Hello lovers, new readers may not be aware that we are following bride Nina Neon and her wedding planning adventures in our ‘Confessions of a Disabled Bride‘ series. Nina has already written about her access checklist, how she found her perfect accessible venue and how she intends on rolling down the aisle with flashing wheels (yes you read that right!). Today, Nina talks about the most important aspect of her wedding – love – and how she met her Fiance Bob. I hope this inspires some of you to share your own ‘how did you meet’ stories, we would *love* to hear from you. Over to you Nina…
When I wrote my first article for Love My Dress a few months ago, several people wrote in the comment section that they would like to hear more about the love story of Bob and me. At the time, this seemed a very personal thing for me to write about for a website – however, during the months I followed, I got to know the wonderful, warm readership community that Love My Dress has, and I also met the lovely Annabel in person, and suddenly it did not seem so strange anymore to write something a bit more personal.
Lights by Artist Tracey Emin
The night I met Bob, I had been single for what seemed like forever – and happily so. Several of my friends were in unhappy relationships, and I saw people around me settling for partners that did not make them happy, out of fear of being alone. I did not want that – I did not feel alone because I had my friends and family, and I was fiercely independent and cherished my freedom – probably because, like many people with disabilities, those things did not come as easy to me as it did to others when growing up. I also had a terrific role model in my mother, who never re-married after my parents divorced. Instead, she focused on a completely new career path and opened up a wonderful, successful restaurant in Switzerland. From her, I learned that you can be happy and fulfilled without a man, without a relationship. Instead of looking for a boyfriend, I focused on university and, when I moved to London for my MA degree – on exploring this wonderful city.
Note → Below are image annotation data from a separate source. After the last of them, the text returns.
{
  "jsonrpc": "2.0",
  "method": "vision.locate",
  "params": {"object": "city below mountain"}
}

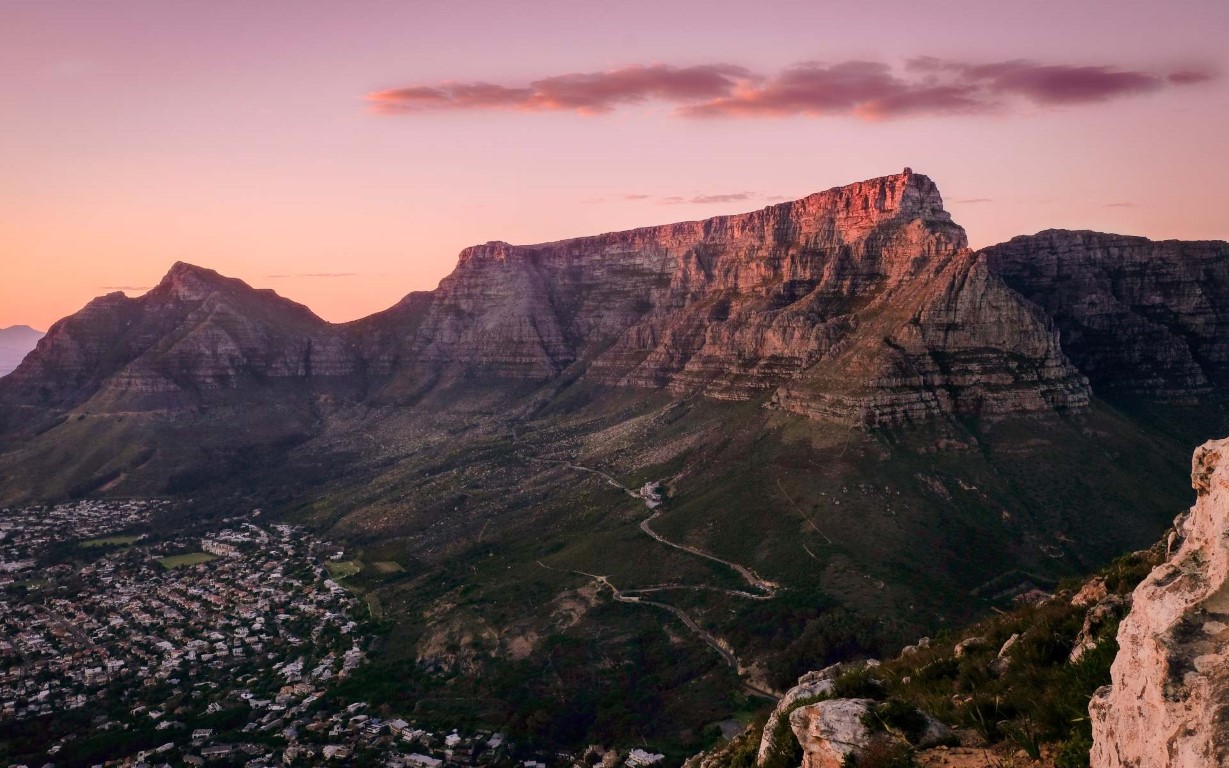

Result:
[0,168,1229,768]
Being independent as I was, I did not mind going out on my own, and that night in June 2011, I went to an indoor charity festival. Bob was doing a music blog at that time, and so he was there on his own too. Somehow, over a few too many glasses of wine, we started talking, and later that evening, kissing. Unfortunately, all that wine took its toll, and I had to end the night in a rather unglamourous and dishevelled manner. Bob, however, was absolutely lovely and gentlemanly, made sure I got home alright. AND texted me the next day.
The next few months were tumultuous, to say the least. I was about to finish my Master’s degree and had planned to move back to Switzerland, as I had to leave my student accommodation. I also had a dissertation to write, and at the same time to get used to having a boyfriend – I felt very stressed, and eventually our new relationship crumbled over the pressure and we took a time-out. I was so confused and really needed some space to think.
After I handed in my dissertation, I threw a good-bye party, and Bob came. When I saw him again, I knew that what we had was special, and we decided to make it work, despite the long distance between us. I realised that I would probably never find anyone again who makes me feel so special, comfortable and safe, who makes me laugh and give the best hugs ever.
Within a few months I found a flat in London and applied for a PhD. During New Year’s, we spent a lot of time cuddled up in my unfurnished flat, with just a mattress on the floor, many cups of tea and our favourite films. The flat I found quickly became ours, as we shopped for furniture together and I watched Bob assembling said furniture. When Bob found a job within walking distance, our luck was perfect.
It seems so unreal to me to be a bride (let alone to write for a wedding blog!), because I just did not expect for it to happen, it was never something I took for granted. I don’t think that has anything to do with my disability – most of my disabled friends are in lucky relationships – just with the fact that I did not really believe in love, at least not for me. until I found Bob, who supports me 100% in everything I do, is a wonderful cook, gives me the most amazing Christmas presents (how cute is that unicorn mug up there?), becomes friends with every single person he meets, and even loves watching RuPaul’s Drag Race and Buffy the Vampire Slayer with me. He also has the most wonderful family, who welcomed me with open arms and make me feel as one of them.
There recently was a post on Love My Dress that dealt with the role of the groom, which has really inspired me to write about Bob. I don’t understand how some grooms do not want to be involved in the wedding planning process, because I think it should be collaborative. I really enjoy discussing the wedding with Bob, and he gives input into every decision we make (apart from my dress, which is top secret, of course!).
I still can’t believe how lucky I am, finding this wonderful, amazing man who will be my husband in a bit more than half a year.
I’d love to hear some of your own stories – especially from those of you who never thought they might end up marrying, or marrying so soon? How did you meet your partners and what roles are your grooms (hello gents if you are reading – please reply too!) playing in your wedding planning?
Nina Neon was born with a disability and has a mobility impairment. She is due to marry her fiance Bob in September 2014. Nina Writes our ‘Confessions of a Disabled Bride’ series, within which she documents and shares her experiences of planning a wedding.